S. G. : Les MSP sont des lieux d’expérimentation assez chouettes ! Et parfois, on force la réglementation en accueillant un stagiaire parce qu’on lui propose de passer du temps auprès d’autres professionnels. Quand je reçois à la pharmacie des étudiants en médecine, ils veulent voir le back office, comment sont rangés les médicaments, comment on lit l’ordonnance… Ils se régalent, mais ce n’est pas permis légalement.

Si exercer ensemble devient la « norme », faut-il alors se former ensemble ?

S. G. : La formation est clivante car on rassemble, pendant la Paces, des jeunes qui, pour beaucoup, vont choisir une orientation par défaut. Non seulement on ne les forme pas ensemble initialement mais on crée une tension et une compétition au départ. Ce qui n’existe pas dans une maison de santé : il n’y a pas de hiérarchie, chacun vaut un.

J. P. : Dès le départ, on inculque un peu l’idée de hiérarchie : seuls les premiers vont finir médecins. Ça n’a pas de sens ! Il n’y a pas un métier meilleur qu’un autre, et tous vont graviter autour d’un patient, à des moments divers de la prise en charge, pour assurer la qualité des soins. Mais ce n’est pas toujours ce que ressentent les étudiants : si tu travailles bien, tu seras médecin, sinon tu seras pharmacien. C’est horrible !

Je suis enseignante à l’université Paris-Descartes, et on essaie de développer la formation pluriprofessionnelle. Pour la première année, Paris-Diderot, qui fusionne avec Paris- Descartes, a mis en place un enseignement avec des pédicures-podologues, des infirmières, des kinés… On doit bientôt se réunir pour agréger d’autres professionnels. Cette expérimentation propose diverses thématiques : speed dating, jeux de rôle, communication et coordination, etc.

Justement, la coordination est essentielle pour garantir le bon fonctionnement de la structure. Faut-il valoriser la place du coordinateur ?

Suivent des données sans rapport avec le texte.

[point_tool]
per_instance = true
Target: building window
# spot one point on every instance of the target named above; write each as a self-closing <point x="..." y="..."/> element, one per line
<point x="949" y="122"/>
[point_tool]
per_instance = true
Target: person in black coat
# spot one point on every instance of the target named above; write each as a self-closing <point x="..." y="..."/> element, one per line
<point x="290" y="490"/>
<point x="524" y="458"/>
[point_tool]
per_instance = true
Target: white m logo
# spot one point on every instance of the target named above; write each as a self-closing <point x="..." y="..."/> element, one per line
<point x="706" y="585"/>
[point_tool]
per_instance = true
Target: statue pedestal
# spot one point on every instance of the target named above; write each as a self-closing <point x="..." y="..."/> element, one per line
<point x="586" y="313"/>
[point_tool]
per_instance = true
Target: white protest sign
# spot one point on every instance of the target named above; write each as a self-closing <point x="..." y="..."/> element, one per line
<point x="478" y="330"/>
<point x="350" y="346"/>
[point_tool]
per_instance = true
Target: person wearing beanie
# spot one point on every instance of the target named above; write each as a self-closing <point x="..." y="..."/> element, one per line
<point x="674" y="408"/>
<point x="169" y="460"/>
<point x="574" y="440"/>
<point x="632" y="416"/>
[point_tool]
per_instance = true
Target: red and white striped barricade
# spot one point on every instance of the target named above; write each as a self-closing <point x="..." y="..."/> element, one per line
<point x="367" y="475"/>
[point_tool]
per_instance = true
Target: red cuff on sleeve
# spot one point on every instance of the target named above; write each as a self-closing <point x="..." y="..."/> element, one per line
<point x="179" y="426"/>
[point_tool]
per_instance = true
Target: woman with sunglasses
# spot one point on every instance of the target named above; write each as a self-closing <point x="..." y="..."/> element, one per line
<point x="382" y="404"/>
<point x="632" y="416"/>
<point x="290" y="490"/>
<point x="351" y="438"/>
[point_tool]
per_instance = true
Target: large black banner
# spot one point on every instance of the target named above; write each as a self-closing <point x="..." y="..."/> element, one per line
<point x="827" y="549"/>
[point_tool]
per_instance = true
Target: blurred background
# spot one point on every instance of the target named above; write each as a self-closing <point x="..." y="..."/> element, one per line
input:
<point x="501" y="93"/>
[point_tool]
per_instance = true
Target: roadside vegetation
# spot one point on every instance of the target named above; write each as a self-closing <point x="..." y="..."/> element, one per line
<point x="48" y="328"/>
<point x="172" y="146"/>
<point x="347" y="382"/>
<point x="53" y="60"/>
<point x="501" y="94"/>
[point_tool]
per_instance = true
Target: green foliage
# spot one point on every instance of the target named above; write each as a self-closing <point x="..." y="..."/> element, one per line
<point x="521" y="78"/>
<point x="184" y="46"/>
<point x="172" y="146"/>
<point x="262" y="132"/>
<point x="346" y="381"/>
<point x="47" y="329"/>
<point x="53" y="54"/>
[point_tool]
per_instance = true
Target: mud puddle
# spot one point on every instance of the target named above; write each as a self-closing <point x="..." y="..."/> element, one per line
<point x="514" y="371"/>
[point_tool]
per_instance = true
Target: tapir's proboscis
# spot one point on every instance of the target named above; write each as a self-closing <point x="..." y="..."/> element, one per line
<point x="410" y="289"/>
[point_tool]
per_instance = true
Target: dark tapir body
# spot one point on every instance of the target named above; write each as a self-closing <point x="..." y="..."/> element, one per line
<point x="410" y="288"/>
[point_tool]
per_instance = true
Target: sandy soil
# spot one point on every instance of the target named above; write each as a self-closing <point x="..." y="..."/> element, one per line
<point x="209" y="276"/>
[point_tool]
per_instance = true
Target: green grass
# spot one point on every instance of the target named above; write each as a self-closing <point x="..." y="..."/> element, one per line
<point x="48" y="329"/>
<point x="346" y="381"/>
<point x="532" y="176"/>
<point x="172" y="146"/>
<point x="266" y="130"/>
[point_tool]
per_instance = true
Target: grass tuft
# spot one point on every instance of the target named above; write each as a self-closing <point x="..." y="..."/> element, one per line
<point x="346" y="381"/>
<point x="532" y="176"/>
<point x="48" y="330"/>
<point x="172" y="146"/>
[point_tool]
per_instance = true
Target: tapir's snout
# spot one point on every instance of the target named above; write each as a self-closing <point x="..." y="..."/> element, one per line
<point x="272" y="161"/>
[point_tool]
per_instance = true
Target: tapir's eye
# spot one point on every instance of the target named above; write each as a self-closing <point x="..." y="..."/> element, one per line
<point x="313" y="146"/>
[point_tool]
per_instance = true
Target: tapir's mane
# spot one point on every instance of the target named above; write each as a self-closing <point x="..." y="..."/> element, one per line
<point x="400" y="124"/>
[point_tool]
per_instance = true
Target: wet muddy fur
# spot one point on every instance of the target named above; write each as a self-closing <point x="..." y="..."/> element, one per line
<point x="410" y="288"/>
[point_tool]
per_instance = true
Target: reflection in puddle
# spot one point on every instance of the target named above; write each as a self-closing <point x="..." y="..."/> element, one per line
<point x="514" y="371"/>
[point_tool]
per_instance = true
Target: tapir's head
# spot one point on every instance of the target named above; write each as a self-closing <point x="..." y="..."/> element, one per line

S. G. : En MSP, le coordinateur est souvent un soignant. Ce qui est pratique car il est là tous les jours et connaît les patients et les professionnels. Quand un coordinateur administratif vient un jour ou deux, ce n’est pas la même chose, même s’il s’occupe de la gestion administrative de projets, la rédaction du rapport d’activité, l’organisation des agendas… La coordination, c’est un vrai métier. Et la fonction doit être consolidée car on n’est pas dans la coordination territoriale comme dans les CPTS mais dans une vraie coordination clinique de proximité. Je suis intimement persuadée que le coordinateur ne peut pas être qu’un administratif tant que les moyens ne seront pas donnés pour qu’il soit davantage présent dans la structure.

J. P. : Ce métier est souvent peu connu, et sa rémunération pas toujours pérenne. Dans notre MSP, c’est la psychologue qui tient le rôle de coordinatrice. Elle s’est formée et y consacre une journée et demie par semaine, temps qu’elle répartit comme elle le veut car elle est présente tous les jours. Elle est rémunérée en honoraires, ce qui est très simple pour notre structure. Pourquoi ne pas faciliter les choses : l’Assurance maladie pourrait salarier des coordinateurs sur une grille de salaire et les déléguer en mission dans les MSP ? Cela permettrait de sortir de cette contrainte administrative. Une MSP qui va bien, c’est une coordination qui se déroule bien.